Dia menunggu aku menyesalinya, lalu merangkak kembali padanya.

Betapa menyedihkan.

Setelah upacara, saya diantar ke kamar pengantin.

Ruangan ini awalnya disiapkan untuk aku dan Carlos, tetapi sekarang Vincent yang menjadi tuannya.

Dia memutar kursi rodanya dan berhenti di tengah ruangan.

"Apa yang kamu inginkan?" Tanyanya dengan suara tenang.

"Aku ingin Carlos dan Isabella membayar kematianku di kehidupan masa laluku," kataku sambil menatap matanya.

Kilatan melintas di matanya. "Kehidupan masa lalumu?"

"Aku terlahir kembali," kataku tanpa menyembunyikan apa pun. "Saat aku meninggal, aku kembali ke gereja pada hari pernikahan kami."

Vincent terdiam.

Dia menatapku dengan tenang, seakan tengah mempertimbangkan kebenaran kata-kataku.

"Apakah kamu percaya padaku?" Saya bertanya.

"Saya bersedia." Jawabannya datang tanpa keraguan.

Hatiku sedikit bergetar.

Bahkan aku merasa ceritaku tak masuk akal, namun dia mempercayaiku dengan begitu mudahnya.

"Apa yang kau katakan di gereja," dia berhenti sejenak, "Carlos membiarkanmu mati demi Isabella?"

"Ya."

Tangannya perlahan mencengkeram sandaran tangan kursi rodanya, buku-buku jarinya memutih.

Aura dingin dan mematikan terpancar darinya, membuat ruangan terasa dingin.

"Saya mengerti," katanya.

Tepat pada saat itu, keributan terjadi di luar pintu.

Itu suara Carlos, marah dan cadel karena minuman. "Buka pintunya! "Aria, keluar sekarang!"

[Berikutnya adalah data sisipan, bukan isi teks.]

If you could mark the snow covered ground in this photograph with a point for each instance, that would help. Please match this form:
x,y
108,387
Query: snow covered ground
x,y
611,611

Dia menggedor pintu dengan keras, suaranya memekakkan telinga. "Dasar jalang tak tahu malu! Kau pikir menikahi seorang cacat akan membuatku melihatmu berbeda? Saya katakan padamu, itu tidak akan berhasil! Aria! Dengarkan aku. Keluarlah sekarang, dan aku akan berpura-pura ini tidak pernah terjadi!"

Saya berjalan menuju pintu.

Vincent memperhatikanku, menunggu jawabanku.

Aku memberinya senyum kecil, lalu membuka pintu.

Carlos menyerbu masuk bagaikan banteng yang mengamuk tetapi tersandung canggung ketika pintu terbuka tiba-tiba.

Dia berbau alkohol, wajah tampannya berubah marah.

"Akhirnya memutuskan untuk menunjukkan dirimu?" katanya, dengan secercah harapan di matanya. "Mari ikut saya. "Lelucon ini sudah berakhir."

Dia mengulurkan tangannya untuk menangkapku.

Aku mundur, menghindari tangannya.

"Carlos," kataku dingin, "jaga ucapanmu dan posisimu. "Aku sekarang kakak iparmu."

"Kakak ipar?" Dia tertawa seakan-akan itu adalah hal terlucu yang pernah didengarnya. "Dia? "Seorang pria tak berguna yang bahkan tidak bisa berdiri?"

Dia melirik dengan pandangan menghina ke arah Vincent yang duduk di kursi rodanya.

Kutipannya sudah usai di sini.